The SG was designed in such a way to give better fret access than the earlier Les Paul. The neck is not mounted as deep into the body as is with the Les Paul. This design gives it a few problems. The neck joint on SG models is very weak compared to Les Pauls or even bolt on guitars. This weak neck joint makes some SG's prone to going out of tune. With the neck mounted so far out on the body and the body being so thin and light, SG's are prone to neck dive. When playing an SG standing up you may find yourself holding up the neck due to this awkward balance between the neck and the body. The ebony fretboard on this model is very smooth and fun to play on. No fret markers give a clean look but it may be harder for some people to get around on the neck without them. There are still fretmarkers on the side of the neck.


This guitar has the classic EMG setup with an 81 in the bridge and an 85 in the neck.

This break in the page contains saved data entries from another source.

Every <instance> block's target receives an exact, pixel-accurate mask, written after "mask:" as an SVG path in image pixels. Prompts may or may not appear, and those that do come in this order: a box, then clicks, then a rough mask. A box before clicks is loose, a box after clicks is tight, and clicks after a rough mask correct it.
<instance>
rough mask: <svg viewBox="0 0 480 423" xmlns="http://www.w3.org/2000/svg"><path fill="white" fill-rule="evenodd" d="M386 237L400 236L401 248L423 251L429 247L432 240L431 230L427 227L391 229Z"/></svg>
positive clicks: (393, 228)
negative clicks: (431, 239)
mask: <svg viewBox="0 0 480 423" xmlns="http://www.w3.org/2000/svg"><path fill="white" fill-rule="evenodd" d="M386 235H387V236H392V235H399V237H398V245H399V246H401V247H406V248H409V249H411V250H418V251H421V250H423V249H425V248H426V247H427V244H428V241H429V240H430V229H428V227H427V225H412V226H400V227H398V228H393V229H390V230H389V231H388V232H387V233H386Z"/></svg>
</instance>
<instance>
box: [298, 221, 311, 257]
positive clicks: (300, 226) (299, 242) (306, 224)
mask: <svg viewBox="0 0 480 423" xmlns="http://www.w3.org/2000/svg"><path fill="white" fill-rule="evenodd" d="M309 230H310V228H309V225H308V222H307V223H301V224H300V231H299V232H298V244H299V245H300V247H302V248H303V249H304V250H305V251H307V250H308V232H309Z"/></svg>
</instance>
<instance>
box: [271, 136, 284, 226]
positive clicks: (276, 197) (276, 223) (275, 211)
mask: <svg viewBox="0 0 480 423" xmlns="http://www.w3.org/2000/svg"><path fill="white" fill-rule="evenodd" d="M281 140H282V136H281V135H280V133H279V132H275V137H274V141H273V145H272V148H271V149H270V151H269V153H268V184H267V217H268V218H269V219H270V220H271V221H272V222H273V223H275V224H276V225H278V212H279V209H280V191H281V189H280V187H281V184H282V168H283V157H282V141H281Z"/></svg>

This setup makes the guitar a metal machine. The 81 in the bridge gives great high end bite and will retain clarity even with the lowest tunings. The SG naturally has more high end bite than a Les Paul and the 81 gives it even more bite and output for metal. THe 85 in the neck is great for leads and it is also good in the bridge too. With EMG's you get their quick connect wire setup which allows you to easily switch between other EMG pickups with out and soldering. So you can switch the pickups around in this guitar and see what you like best. The 85 in the bridge gives a huge thick tone. Also with EMG's you can do the 18v mod to them to get a more natural or organic sound out of them. This greatly improves the clean sound also because stock EMG's give a generally cold or sterile sounding clean tone.


Gibson had a good thing going when they started putting EMG's in their metal guitars. They still put EMG's in some models but not on the Gothic guitars for some reason. I guess they want to showcase their own Gibson branded active pickups. Most guitarists are afraid of change and I bet they would sell more if they still had the EMG's everyone knows and loves still in them. If you are looking for an SG to play heavy music with there is not an SG heavier than the SG Gothic 2 with EMG's.